San Francisco was the first place I ever really saw poverty. Real poverty. Tents on sidewalks. Human shit between parked cars. People strung out, checked out, broken down. It wasn’t just shocking — it was formative. This was the land of opportunity, and it looked like hell.
That, combined with the full-blown circus the city has always been, left an impression. I remember rollerblading nuns with full moustaches. Naked guys letting it all hang out like it was no big deal. Drugs were everywhere, sometimes hidden, sometimes right out in the open. It felt like the edge of the world, wired on acid and apathy.
Thirty years later? Not much has changed.
Sure, the moustachioed nuns are probably collecting pensions, but their spiritual successors are still skating by. The naked guys haven’t gone anywhere. And the city still feels like a mad experiment in chaos and counterculture. It’s weird. It’s wild. It’s still a freak show.
To be honest, I was more interested in getting around the drinking laws where you had to be 21, and I was just 19, which meant I had to spend more time in restaurants than bars — but that was a good thing, looking back.
Last time, I hit all the classics: Pier 39 (or maybe it was 36 — doesn’t matter, the food was shit then and, spoiler alert, still shit now). Bland chowder in sourdough boules, overpriced candy, the kind of culinary bait made for cruise-ship day passes.
Chinatown, on the other hand, was excellent — and still delivers. Peking duck with crisp skin and sweet fat. Tasty fish hot pots. Fresh, hand-pulled noodles eaten with a side of blistering chilli sauce that makes your eyebrows sweat. That’s where the city still cooks with soul.
Back then, I ate mostly at random. I wandered, followed my nose, and stumbled into whatever looked busy or smelled good. It was the first time I tried cornbread with jalapeños, tamales, duck, and exotic fish like grouper and tilapia.
And the wine—oh my God, the wine. Sure, there were the cheap-and-cheerful, sugar-fueled bottles, but there were also serious players. I tasted Ridge, Silver Oak, and Screaming Eagle — all liquids that seemed to bend the rules of flavour. I was a basic bitch back then, but that experience cracked something open. It made me curious. It made me evolve and get a WSET 4 qualification, only to be an alcoholic as well.
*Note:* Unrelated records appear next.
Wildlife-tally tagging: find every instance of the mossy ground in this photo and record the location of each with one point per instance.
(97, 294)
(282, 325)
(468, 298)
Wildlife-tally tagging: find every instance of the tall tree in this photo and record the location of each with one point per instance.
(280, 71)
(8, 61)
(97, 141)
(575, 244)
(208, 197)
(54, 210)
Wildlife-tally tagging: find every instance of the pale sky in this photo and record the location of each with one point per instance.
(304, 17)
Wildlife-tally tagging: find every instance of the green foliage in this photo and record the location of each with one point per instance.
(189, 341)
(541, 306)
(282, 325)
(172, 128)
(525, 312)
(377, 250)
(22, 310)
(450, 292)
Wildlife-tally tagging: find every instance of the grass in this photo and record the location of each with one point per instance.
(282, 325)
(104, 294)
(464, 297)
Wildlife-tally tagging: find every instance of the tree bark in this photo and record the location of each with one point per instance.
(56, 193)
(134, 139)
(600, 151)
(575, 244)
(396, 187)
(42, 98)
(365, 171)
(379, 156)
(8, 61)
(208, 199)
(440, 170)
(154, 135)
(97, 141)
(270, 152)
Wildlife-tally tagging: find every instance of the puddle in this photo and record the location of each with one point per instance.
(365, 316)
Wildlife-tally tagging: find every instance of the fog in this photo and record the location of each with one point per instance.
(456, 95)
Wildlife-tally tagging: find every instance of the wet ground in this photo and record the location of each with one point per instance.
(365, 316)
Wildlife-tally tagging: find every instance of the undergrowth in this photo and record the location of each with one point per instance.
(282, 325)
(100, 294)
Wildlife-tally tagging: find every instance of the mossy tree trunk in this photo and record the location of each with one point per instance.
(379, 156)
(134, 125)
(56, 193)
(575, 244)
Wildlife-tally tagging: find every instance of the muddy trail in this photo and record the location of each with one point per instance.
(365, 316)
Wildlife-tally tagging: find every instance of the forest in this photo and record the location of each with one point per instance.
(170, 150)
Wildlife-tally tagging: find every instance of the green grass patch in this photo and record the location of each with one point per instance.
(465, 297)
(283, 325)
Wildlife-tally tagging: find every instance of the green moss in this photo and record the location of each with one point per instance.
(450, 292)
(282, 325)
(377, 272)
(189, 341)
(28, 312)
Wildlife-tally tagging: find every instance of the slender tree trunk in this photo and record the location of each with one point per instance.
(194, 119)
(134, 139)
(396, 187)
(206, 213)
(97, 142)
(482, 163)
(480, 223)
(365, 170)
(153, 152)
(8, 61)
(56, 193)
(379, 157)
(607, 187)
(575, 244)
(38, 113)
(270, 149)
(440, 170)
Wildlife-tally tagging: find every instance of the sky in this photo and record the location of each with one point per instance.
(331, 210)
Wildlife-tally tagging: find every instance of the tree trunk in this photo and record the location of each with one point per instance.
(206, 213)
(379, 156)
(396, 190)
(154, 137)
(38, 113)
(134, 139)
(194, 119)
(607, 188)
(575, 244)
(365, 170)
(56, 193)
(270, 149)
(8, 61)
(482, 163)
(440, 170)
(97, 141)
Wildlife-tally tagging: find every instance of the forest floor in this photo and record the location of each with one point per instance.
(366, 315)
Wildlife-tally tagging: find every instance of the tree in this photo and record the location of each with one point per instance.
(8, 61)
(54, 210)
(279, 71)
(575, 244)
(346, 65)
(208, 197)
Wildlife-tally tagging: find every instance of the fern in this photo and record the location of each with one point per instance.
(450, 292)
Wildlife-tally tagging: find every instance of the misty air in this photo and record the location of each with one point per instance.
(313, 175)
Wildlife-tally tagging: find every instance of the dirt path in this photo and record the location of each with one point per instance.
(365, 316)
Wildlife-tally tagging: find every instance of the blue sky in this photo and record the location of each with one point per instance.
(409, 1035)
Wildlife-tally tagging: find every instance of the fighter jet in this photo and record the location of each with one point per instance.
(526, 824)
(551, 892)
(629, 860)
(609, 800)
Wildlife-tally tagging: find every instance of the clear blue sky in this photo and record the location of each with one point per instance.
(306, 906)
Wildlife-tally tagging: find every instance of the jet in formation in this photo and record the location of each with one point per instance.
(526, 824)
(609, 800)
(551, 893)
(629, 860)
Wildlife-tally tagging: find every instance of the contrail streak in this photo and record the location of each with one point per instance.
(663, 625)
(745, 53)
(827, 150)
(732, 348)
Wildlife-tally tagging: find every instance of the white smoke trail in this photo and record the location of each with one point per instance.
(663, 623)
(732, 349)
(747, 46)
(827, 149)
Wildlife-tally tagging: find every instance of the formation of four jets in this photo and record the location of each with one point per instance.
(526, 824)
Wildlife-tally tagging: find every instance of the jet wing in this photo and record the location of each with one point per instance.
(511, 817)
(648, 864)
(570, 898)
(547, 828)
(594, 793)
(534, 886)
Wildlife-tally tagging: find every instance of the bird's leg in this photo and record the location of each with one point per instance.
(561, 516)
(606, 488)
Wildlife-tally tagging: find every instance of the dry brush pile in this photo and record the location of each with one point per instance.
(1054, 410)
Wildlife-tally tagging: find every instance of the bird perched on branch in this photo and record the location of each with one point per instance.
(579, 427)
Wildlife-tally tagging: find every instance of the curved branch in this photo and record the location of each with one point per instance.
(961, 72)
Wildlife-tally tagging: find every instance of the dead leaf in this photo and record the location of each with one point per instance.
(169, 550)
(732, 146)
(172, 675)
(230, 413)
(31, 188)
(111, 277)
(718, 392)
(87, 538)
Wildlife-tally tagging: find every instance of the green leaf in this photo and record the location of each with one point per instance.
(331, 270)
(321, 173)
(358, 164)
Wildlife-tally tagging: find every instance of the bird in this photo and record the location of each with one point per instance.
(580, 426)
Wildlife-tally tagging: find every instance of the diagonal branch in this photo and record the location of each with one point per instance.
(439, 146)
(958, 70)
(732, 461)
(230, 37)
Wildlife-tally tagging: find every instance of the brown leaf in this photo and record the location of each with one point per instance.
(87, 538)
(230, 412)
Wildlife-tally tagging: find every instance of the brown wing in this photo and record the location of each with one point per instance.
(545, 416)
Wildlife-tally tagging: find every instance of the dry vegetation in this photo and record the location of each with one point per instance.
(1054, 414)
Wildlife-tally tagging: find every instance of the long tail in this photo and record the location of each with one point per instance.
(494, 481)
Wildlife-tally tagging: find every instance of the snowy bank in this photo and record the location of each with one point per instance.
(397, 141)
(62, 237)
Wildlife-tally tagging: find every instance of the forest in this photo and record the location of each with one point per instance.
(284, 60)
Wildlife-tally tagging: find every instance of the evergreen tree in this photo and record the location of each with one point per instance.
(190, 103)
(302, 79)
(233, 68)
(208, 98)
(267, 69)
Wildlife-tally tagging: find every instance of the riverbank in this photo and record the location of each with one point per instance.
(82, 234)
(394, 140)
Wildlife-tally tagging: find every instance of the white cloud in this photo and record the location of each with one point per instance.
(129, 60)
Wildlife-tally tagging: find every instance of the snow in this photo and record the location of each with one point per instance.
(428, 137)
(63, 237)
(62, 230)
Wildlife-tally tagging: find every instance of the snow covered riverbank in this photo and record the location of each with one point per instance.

This time around, I had a mission. I wanted to know: Had San Francisco’s appetite changed? Had the soul of the city — at least the edible part — kept pace with its tech money and spiralling rents? Or was I just here for the memory?
The Food Now
First off, let me say this — the food in San Francisco is, generally speaking, really good. In some places, it’s really, reallygood.
The coffee scene is excellent too: plenty of options, great blends, and almost always paired with a flaky, buttery pastry that feels like it was made with actual care.
But more importantly, San Francisco — or more precisely, Berkeley — is the spiritual home of the farm-to-fork movement, and on this trip, I was going to visit ground zero: Chez Panisse.
Back in 1971, Alice Waters and her partner Paul Aratow opened the restaurant in Berkeley, just across the bay. What they built wasn’t just a place to eat — They didn’t just open a restaurant — they started a movement. Local food, seasonal menus, no bullshit. Not about hype. Just integrity.”
Berkeley has always been a place of activism — political, social, cultural — and Alice fit right in. She wasn’t just a chef. She was, and still is, a food activist. Her mission wasn’t just to serve meals but to change minds. To make people care about what they were putting in their mouths — and where it came from.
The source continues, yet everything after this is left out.